最近はmixi日記の更新がメインになってこっちはほとんど更新してなかったので、たまに更新。
某所のメールサーバが大量のSPAMで大変なことになってたので、一応打った手をメモ。
○構成
FreeBSD 6.2-RELEASE + qmail 1.03 + qmail-vida 0.53
○対応
1. 存在しないアドレス宛のメールは全部吸い込むようにする
「/var/qmail/alias/.qmail-default」を中身が「#」だけの状態で作成。

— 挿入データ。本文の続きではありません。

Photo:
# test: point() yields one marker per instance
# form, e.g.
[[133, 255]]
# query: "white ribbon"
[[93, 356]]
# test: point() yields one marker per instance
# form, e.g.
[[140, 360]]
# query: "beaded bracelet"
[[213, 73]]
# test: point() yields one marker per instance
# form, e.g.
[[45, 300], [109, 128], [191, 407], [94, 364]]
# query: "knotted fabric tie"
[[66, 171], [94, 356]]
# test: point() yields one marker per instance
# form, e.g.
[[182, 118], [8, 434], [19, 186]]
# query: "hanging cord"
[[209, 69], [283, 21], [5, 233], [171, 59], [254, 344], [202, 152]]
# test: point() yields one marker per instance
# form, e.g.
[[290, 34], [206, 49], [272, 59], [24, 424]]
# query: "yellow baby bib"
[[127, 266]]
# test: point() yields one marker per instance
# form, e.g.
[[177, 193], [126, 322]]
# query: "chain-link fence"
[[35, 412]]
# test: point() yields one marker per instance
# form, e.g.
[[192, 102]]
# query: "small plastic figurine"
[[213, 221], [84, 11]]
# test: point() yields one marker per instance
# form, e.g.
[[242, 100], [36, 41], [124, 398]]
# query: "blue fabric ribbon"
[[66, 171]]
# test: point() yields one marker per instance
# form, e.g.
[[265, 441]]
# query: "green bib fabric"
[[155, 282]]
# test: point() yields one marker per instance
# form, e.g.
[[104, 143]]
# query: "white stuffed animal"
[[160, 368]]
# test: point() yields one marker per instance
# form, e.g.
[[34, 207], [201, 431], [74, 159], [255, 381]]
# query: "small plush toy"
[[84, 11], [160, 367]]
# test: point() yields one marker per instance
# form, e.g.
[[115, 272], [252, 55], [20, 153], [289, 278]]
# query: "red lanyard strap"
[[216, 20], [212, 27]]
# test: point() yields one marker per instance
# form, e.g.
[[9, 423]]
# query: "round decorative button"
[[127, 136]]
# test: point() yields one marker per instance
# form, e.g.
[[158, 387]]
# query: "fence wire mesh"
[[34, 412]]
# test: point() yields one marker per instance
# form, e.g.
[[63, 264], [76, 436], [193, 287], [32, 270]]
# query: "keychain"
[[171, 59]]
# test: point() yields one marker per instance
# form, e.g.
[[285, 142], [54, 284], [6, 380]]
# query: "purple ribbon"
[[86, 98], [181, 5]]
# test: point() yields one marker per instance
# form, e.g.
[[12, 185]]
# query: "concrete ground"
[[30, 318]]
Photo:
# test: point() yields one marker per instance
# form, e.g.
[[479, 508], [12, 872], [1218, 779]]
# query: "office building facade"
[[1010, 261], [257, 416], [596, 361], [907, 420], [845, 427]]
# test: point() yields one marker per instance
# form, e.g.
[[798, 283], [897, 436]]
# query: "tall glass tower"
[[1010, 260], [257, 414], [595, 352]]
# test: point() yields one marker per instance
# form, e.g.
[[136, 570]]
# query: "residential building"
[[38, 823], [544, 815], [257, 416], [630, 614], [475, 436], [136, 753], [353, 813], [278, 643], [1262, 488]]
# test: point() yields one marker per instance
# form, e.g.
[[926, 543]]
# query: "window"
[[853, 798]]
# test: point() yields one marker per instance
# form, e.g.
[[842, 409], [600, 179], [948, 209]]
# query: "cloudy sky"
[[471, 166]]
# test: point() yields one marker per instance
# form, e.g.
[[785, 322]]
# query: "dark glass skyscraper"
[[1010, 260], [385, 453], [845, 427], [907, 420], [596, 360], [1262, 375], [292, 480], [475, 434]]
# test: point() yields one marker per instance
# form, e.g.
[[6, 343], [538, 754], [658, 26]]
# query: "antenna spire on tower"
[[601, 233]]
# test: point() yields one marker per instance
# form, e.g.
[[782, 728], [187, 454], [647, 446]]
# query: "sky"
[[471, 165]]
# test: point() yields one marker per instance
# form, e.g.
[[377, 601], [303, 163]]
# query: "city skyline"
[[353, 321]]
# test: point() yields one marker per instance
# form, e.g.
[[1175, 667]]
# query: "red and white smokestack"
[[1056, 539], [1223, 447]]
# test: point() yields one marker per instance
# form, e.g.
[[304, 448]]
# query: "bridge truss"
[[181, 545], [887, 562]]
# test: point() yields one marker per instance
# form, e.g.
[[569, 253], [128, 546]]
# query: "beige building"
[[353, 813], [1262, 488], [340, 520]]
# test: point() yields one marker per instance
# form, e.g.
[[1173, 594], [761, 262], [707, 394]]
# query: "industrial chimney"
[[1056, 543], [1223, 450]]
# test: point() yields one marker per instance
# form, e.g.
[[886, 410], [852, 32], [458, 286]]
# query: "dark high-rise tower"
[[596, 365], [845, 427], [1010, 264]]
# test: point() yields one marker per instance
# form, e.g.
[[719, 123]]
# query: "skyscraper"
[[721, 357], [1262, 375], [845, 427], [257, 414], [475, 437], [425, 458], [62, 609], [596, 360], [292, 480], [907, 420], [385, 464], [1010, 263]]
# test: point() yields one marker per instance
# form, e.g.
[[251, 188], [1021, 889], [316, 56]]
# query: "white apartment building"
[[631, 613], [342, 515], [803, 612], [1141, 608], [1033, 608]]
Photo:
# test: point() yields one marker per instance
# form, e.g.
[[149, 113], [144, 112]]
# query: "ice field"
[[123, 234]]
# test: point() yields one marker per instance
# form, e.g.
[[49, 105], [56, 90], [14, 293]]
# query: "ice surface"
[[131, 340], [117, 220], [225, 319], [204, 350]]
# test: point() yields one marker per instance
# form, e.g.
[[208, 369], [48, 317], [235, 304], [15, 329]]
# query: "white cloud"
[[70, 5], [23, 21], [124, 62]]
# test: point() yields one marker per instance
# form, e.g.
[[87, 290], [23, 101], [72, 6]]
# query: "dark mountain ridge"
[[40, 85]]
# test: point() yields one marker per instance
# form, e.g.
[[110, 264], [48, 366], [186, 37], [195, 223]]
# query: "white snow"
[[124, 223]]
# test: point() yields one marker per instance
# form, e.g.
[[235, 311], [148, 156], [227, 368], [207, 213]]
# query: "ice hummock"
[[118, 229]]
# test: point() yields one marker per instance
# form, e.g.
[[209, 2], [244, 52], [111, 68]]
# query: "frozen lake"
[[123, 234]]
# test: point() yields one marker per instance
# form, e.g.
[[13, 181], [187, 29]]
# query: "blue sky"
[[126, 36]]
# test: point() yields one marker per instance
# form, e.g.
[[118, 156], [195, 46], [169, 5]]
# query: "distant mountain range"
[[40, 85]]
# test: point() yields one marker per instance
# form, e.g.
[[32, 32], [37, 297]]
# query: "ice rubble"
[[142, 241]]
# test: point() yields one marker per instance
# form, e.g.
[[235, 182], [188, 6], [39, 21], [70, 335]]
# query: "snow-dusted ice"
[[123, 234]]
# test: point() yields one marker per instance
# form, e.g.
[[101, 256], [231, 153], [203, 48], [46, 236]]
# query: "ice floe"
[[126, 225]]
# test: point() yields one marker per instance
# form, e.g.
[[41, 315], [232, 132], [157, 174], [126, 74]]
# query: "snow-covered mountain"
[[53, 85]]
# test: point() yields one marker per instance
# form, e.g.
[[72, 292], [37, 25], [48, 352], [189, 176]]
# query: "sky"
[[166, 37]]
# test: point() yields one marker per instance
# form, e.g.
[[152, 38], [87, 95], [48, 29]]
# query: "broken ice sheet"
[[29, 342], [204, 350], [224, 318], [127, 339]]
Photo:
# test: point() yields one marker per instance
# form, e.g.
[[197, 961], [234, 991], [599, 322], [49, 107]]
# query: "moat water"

2. メールスプールにたまった未送信のエラーメールをqmHandleで全消去
#とりあえずこの時点で通常メールの配送遅延は一応解消
3. SpamAssassinとsimscanをportsでインストール
portinstall mail/p5-Mail-SpamAssassin
portinstall mail/simscan
SpamAssassinはDKIM・SPF共に有効な指定としたが、sa-compileは指定しない
simscanはドメイン毎の設定を有効とする
#ちなみにsa-updateはportsの方でやってくれる
4. SpamAssassinの設定
local.cfを以下の内容で作成(コメント類は削除してます)
「ok_language」「ok_locales」を使うので、「v310.pre」内の「loadplugin Mail::SpamAssassin::Plugin::TextCat」のコメントアウトを外す
/etc/rc.confに「spamd_enable="YES"」を追加
-- ここから
report_safe 0
trusted_networks (事情により非公開)
required_score 13.0
use_bayes 1
bayes_auto_learn 1
bayes_ignore_header X-Bogosity
bayes_ignore_header X-Spam-Flag
bayes_ignore_header X-Spam-Status
skip_rbl_checks 0
use_razor2 1
use_pyzor 1
ok_languages en ja
ok_locales en ja
score NAME_OF_TEST 3.0
score OBSCURED_EMAIL 0
score TVD_SPACE_RATIO 0
score FH_FROMEML_NOTLD 0
-- ここまで
5. qmailの設定
tcpserverを使ってるので、tcp.smtp.cdbを再構築して「QMAILQUEUE="/var/qmail/bin/simscan"」の指定を有効にする
6. simscan周りの設定
「/var/qmail/bin/simscanmk -g」で「simversions.cdb」を作成
続いて「/var/qmail/control/simcontrol」を作成し、同じくsimscanmk(今度はコマンドラインオプション無し)で「simcontrol.cdb」を作成
ちなみにsimcontrolの中身は「:spam=yes,spam_hits=20.1」のみ
7. とりあえず起動
/usr/local/etc/rc.d/sa-spamd.sh start
/usr/local/etc/rc.d/qmail.sh stop
/usr/local/etc/rc.d/qmail.sh start
これでとりあえずはSpamAssassinによるフィルタリングが有効になる
8. いろいろチューニング
portsのデフォルトだと、「simscan」ユーザのホームディレクトリ以下に「auto-whitelist」やら「bayes_*」やらのファイルを作成しようとするが、simscanのホームディレクトリが「/nonexistant」で作成に失敗するので、simscanのホームディレクトリを「/home/simscan」に変更して、「/home/simscan/.spamassassin」以下にファイルが作成されるようにする
SPAMが多すぎて、spamdのmax-child数が少なすぎると怒られたので、/etc/rc.confに「spamd_flags="-c -m 20"」を追加してspamdを再起動
9. CPU負荷軽減策
しばらく見てるとCPUのLoadAverageが5を超える事態になって慌てふためく
とりあえずipfwで「allow tcp from any to (サーバのIP) dst-port 25 setup limit src-addr 1」とやって、同一アドレスからは1セッションしかSMTPのセッションを張れなくする
これで多少は落ち着いたが、それでもLoadAverageが1.5~2あたりを推移するので、いろいろ考えた結果、sa-compileを実行していないことに気づく
10. sa-compile絡み
sa-compileの実行にはre2cが必要なので、これまたportsでインストール
portinstall devel/re2c
インストールしたらsa-compileを実行
んでもってコンパイルした結果をspamdが見に行くようにするため、「v320.pre」で「loadplugin Mail::SpamAssassin::Plugin::Rule2XSBody」のコメントアウトを外し、spamdを再起動
とりあえずこれで今は落ち着いているのでしばらく様子見の予定。